Ma ha un filo conduttore ben preciso, soddisfa la curiosità di chiunque si sia mai chiesto come sia nato The Hour Of Bewilderbeast in quelle coordinate spazio/temporali e per tutti gli altri, comunque, racconta una storia abbastanza incredibile ambientata in un tempo in cui tante cose sembravano poter avere uno scopo importante (certo, per i profani 95′ del genere potrebbero non essere facilissimi da affrontare).

Racconta anche, sottotraccia, la storia della Twisted Nerve – più che una vera e propria etichetta discografica, un collettivo che ruotava attorno ad Andy Votel e Damon Gough stesso ed alla loro amicizia.
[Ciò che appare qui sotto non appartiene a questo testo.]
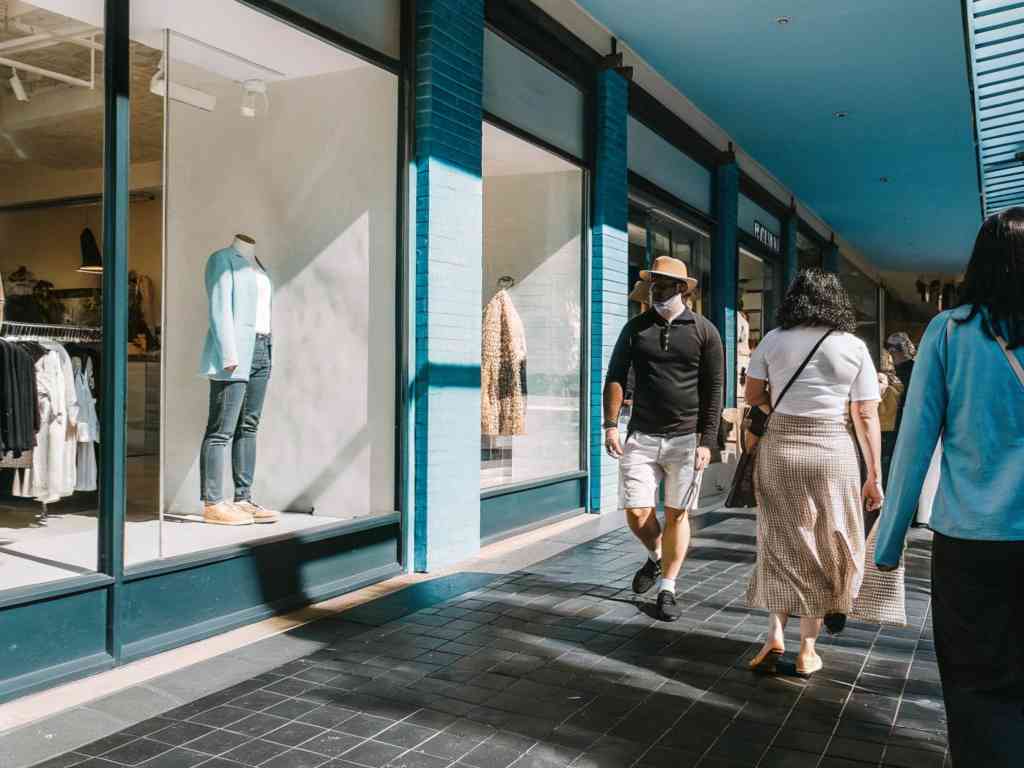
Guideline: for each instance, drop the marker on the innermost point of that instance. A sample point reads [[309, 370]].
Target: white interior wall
[[313, 182]]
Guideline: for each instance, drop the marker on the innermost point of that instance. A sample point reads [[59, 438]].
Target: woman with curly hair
[[814, 374], [968, 387]]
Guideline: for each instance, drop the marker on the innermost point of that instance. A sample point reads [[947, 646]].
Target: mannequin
[[237, 360]]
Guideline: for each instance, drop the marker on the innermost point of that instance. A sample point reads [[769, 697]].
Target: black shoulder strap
[[801, 369]]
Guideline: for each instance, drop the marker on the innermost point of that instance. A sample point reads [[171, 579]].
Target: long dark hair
[[993, 286], [817, 298]]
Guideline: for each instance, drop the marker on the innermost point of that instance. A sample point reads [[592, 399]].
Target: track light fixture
[[17, 86], [250, 90]]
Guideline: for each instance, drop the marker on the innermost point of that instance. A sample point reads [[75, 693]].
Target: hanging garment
[[88, 426], [70, 463], [45, 480], [503, 369]]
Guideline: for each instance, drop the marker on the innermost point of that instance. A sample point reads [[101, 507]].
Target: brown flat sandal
[[765, 664], [806, 673]]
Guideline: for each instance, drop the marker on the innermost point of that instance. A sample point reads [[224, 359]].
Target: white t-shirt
[[263, 302], [840, 372]]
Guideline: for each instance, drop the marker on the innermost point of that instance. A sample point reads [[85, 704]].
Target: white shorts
[[647, 461]]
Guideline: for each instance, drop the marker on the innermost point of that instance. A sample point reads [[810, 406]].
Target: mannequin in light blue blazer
[[230, 285], [237, 359]]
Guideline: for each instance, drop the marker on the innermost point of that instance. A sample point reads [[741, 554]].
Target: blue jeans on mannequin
[[235, 413]]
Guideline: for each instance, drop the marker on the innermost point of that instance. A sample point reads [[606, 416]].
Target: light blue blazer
[[231, 287]]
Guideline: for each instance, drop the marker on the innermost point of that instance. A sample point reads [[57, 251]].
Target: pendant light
[[92, 263]]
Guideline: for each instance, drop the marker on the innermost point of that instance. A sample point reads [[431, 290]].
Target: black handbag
[[742, 494]]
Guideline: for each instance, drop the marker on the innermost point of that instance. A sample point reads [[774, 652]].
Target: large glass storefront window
[[531, 337], [808, 252], [654, 233], [864, 295], [638, 253], [262, 366], [51, 157], [757, 302]]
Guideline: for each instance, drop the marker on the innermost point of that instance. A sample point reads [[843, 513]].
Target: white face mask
[[670, 308]]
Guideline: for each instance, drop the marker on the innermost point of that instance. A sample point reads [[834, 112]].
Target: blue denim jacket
[[965, 390]]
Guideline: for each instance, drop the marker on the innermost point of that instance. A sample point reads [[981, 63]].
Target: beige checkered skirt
[[810, 524]]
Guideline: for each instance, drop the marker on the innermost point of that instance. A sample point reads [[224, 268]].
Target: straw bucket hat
[[666, 266], [641, 292]]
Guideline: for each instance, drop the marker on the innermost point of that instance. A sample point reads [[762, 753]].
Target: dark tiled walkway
[[559, 667]]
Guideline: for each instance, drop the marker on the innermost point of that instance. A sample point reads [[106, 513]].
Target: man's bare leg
[[675, 542], [643, 523]]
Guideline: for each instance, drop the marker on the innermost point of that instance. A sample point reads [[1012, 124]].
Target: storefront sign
[[767, 238]]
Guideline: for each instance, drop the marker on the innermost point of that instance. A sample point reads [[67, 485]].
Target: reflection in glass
[[51, 127], [864, 295], [530, 369]]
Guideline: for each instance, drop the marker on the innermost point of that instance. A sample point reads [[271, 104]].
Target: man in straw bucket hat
[[679, 367]]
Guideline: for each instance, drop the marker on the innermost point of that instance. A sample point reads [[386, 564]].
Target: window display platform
[[34, 552]]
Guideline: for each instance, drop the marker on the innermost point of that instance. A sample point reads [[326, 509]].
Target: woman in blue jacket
[[968, 387]]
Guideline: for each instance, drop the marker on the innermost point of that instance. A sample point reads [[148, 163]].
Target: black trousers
[[978, 615]]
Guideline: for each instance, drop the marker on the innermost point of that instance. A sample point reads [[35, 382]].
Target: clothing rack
[[14, 330], [53, 332]]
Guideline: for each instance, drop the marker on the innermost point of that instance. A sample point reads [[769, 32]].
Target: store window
[[531, 337], [757, 302], [638, 254], [262, 364], [653, 233], [808, 252], [51, 156], [864, 295]]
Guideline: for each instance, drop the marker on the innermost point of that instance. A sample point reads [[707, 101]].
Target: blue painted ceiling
[[897, 69]]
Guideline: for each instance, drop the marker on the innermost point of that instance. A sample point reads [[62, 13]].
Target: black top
[[680, 375], [903, 372]]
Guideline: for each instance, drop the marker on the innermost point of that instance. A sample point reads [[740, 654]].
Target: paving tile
[[332, 743], [255, 753], [177, 758], [295, 759], [541, 669], [328, 716], [410, 759], [373, 754], [217, 742], [68, 760], [179, 733], [136, 752], [257, 725]]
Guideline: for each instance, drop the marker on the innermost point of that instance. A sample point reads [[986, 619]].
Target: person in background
[[903, 352], [815, 374], [969, 387], [679, 361], [892, 393]]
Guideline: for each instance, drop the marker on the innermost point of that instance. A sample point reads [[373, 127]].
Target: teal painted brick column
[[725, 265], [791, 261], [609, 269], [449, 224], [829, 258]]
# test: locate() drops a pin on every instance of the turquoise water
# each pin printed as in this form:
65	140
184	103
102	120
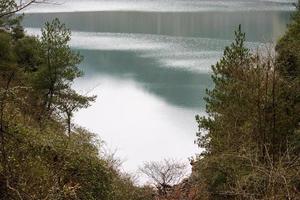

Oltre il regista, presenti in sala anche alcuni altri protagonisti della narrazione, su tutti proprio Andy Votel – oggi, con la sua  Finders Keepers Records si occupa soprattutto di ripubblicare dischi assai oscuri – e Ken Nelson, co-produttore di The Hour Of Bewilderbeast (e uomo dietro la consolle in album come Parachutes, A Rush Of Blood To The Head e X&Y dei Coldplay, tra gli altri): sembra quasi una reunion.

La proiezione è un viaggio attraverso la realtà in cui Badly Drawn Boy ed i suoi accoliti hanno vissuto alla fine degli anni ’90 e nella prima alba di questo millennio; nel question time, improvvisamente, tutta la distanza da ora ad allora si materializza: Damon Gough ammette di essere alla ricerca di una scintilla creativa ormai da anni; nulla che lo riporti prepotente a quei fasti (impossibile per molte ragioni), ma qualcosa che gli permetta quantomeno di vincere l’insicurezza che lo oscura da molto tempo.

Ecco spiegato il silenzio creativo, il volare basso e volontà di celebrare The Hour Of Bewilderbeast come momento per ripresentarsi al pubblico. Se c’è qualcosa che ci portiamo via da questa serata è l’immagine di un Badly Drawn Boy gioviale ma smarrito, che pare ancora dover fare i conti con una carriera arenatasi sugli scarsi numeri delle sue ultime uscite, con le attuali logiche dell’industria musicale (che lo ignora), con una vita coniugale andata a rotoli e con un pubblico meno spensierato e sempre più esiguo.

E che per quanto prometta che entro la fine dell’anno avremo sue notizie, pare quasi essere il primo a non crederci fino in fondo.

Usciamo, e nonostante l’orario le strade del centro di Liverpool sono più animate di quando siamo arrivati: i tifosi usciti da Alfield scorrazzano in giro festosi, i pub sono pieni e i posti in cui è ancora possibile mangiare un boccone sono presi d’assalto.

Nel ricordarci come stavamo vent’anni fa, About A Badly Drawn Boy: The Story Of The Hour Of Bewilderbeast avrebbe dovuto metterci addosso una legittima malinconia; c’è e non è facile ignorarla, ma più che dal pensiero del passato è data dall’aver constatato un presente brutalmente onesto al quale non eravamo preparati.